Although she never met novelist Ivo Andrić (1892–1975), it was rumored that he liked her song "Vremena su prošla stara" (Old Times Have Passed), also written by Petar Tanasijević.

Lukić announced the last solo concert in her career for 27 September 2023 at Dom Sindikata, Belgrade.

==Personal life==

Lukić has been married three times in her life, but she never had children from any of these marriages. Her first husband was Toma Lukić, whose surname she kept after their marriage. They were married for seven years before divorcing.
She later married her second husband, Vlada Perović. That marriage also lasted seven years and ended in divorce after Lukić discovered that Perović had been unfaithful.
In 1999, Lukić began dating her future husband, Milan Milanović. They married a year later, and their marriage lasted until Milanović's death in 2019.
Lukić also had a domestic partner, Duško Štrbac, who was nine years younger than her. Their relationship lasted seven years, until Štrbac died from a stroke.

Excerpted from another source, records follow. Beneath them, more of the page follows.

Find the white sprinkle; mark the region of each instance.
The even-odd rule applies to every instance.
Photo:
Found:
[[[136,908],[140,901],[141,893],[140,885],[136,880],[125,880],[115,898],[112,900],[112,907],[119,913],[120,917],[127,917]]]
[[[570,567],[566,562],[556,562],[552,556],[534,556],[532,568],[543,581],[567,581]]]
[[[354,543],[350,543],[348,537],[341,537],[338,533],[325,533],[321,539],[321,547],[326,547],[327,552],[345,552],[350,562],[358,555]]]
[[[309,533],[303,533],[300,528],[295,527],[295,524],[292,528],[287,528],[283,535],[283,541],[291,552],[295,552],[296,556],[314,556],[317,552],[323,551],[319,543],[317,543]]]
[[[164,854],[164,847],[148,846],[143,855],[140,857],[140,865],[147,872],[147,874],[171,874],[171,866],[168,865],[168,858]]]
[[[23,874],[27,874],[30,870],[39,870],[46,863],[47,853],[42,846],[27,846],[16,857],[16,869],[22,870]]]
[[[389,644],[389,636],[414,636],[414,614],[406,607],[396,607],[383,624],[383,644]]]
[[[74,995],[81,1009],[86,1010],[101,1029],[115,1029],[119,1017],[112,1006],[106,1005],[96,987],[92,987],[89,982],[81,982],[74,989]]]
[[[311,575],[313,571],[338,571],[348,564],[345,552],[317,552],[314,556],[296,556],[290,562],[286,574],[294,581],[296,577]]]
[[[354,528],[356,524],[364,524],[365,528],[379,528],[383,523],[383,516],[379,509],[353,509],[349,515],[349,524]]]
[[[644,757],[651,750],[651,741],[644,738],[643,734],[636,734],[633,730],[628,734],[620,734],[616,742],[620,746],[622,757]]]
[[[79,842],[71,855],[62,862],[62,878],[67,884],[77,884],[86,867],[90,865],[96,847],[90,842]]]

She was a friend of footballer Miljan Miljanić (1930–2012), as well as Bosnian singer Silvana Armenulić (1939–1976), with whom she was asked to perform with at Silvana's final concert the night she died in 1976, but overslept for the first time in her career and did not make it to the concert. Had she gone, she believes she would have lost her life in the car accident that killed Silvana and her sister Mirsada Mirjana Bajraktarević. In 2013, Lepa revealed in an interview that she hasn't driven a car since Silvana's death, out of fear that she would share the same fate as the two sisters.